With a career as a poet, biographer, essayist and short fiction writer that has spanned nearly 50 years, it's an understatement to say Peacock has lasted.
She returned to the University March 5, to read some of her published works and share Binghamton memories with 50 people, including students, alumni and local community members. The Binghamton Center for Writers sponsored the reading.
Peacock said she didn't enroll at Binghamton specifically to take creative writing, but found inspiration in a poetry elective.
"I discovered that my professor was speaking about literature in a way that I always felt," she said. "And, I had some feeling to climb inside a poem."
She said it's important for writers to remain true to their own voices, rather than trying to guess what audiences will want in the hopes of producing marketable works. Peacock started her session by reading "The Flaw" to emphasize that a writer's work will never be perfect, even when packaged into something as compact as a poem.
"There are no perfect poems," she said. "You can see the hand of the maker in the poem, and there are sometimes mistakes."

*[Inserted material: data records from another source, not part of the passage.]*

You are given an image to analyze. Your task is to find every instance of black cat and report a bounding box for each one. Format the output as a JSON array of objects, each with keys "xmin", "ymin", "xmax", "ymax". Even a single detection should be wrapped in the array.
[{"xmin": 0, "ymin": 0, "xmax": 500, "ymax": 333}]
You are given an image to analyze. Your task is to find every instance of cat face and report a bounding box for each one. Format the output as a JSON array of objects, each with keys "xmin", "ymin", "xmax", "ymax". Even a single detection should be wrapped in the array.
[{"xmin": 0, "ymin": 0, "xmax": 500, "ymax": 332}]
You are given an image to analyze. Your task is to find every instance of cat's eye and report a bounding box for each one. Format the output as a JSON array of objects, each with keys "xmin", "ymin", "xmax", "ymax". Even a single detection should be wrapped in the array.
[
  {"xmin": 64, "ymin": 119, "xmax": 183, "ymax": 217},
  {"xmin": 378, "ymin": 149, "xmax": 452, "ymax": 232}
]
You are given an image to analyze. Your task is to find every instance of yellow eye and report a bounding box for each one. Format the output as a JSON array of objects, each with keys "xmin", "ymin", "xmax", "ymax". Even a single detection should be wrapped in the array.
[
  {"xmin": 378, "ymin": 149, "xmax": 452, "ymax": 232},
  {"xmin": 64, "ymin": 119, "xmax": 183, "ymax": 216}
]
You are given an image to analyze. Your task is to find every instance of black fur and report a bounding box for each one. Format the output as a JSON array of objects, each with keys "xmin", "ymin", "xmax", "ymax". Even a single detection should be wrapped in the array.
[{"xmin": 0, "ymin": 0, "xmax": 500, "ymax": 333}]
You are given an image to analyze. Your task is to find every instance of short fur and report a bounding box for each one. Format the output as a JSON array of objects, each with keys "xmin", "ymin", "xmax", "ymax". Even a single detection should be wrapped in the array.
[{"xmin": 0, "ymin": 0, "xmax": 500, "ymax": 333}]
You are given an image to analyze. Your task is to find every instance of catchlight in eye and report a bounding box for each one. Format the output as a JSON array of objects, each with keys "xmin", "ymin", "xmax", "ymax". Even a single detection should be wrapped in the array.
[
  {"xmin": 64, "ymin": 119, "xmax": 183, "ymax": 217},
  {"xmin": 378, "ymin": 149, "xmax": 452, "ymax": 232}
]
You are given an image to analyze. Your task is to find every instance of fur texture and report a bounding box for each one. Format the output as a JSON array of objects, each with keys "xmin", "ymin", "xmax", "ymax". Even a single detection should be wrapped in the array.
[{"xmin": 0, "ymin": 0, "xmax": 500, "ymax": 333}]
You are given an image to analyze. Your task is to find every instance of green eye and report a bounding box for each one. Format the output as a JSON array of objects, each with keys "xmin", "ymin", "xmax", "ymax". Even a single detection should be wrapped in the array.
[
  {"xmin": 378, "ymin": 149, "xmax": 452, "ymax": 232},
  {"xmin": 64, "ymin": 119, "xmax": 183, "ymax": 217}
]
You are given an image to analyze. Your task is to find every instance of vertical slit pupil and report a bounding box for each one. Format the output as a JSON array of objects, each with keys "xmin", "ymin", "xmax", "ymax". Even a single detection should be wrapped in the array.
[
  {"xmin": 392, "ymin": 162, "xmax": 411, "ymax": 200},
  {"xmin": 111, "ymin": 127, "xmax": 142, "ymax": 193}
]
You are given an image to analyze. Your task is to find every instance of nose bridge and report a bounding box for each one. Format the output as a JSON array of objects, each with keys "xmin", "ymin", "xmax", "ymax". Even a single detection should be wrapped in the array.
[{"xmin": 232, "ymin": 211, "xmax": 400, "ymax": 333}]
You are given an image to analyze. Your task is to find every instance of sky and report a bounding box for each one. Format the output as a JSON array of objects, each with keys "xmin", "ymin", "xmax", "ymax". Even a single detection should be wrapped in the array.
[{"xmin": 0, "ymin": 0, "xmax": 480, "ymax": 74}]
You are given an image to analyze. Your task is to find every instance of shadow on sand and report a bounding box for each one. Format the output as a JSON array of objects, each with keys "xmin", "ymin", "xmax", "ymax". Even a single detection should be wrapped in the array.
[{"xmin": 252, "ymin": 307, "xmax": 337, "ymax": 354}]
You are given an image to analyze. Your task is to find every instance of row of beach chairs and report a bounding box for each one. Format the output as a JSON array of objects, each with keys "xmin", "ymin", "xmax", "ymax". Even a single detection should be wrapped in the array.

Her latest book The Analyst is inspired by a relationship she formed at Binghamton. This collection is about Joan Stein, a campus therapist who counseled Peacock. The therapy continued long after both had relocated to New York City.
"It isn't always the case that one writes about one's life," Peacock said. "But there are stories you feel that you must tell. And, why would you tell the story in a poem? Because the development of characters and the circumstances are not what you are after. What you're after is the still point of emotion. And, that is what happens in a lyric poem."
The campus visit also included seeing her manuscript collection at the Bartle Library – she joked that it's unusual for a living writer to do this – and speaking to a class taught by Christine Gelineau, associate director of the Binghamton Center for Writers.
Peacock offered encouragement to aspiring writers, saying the road ahead of them will be a tough one to navigate, but worth the struggle.
"You have to keep pushing forward. All of you. If you're serious about what you're writing, you must keep pushing on."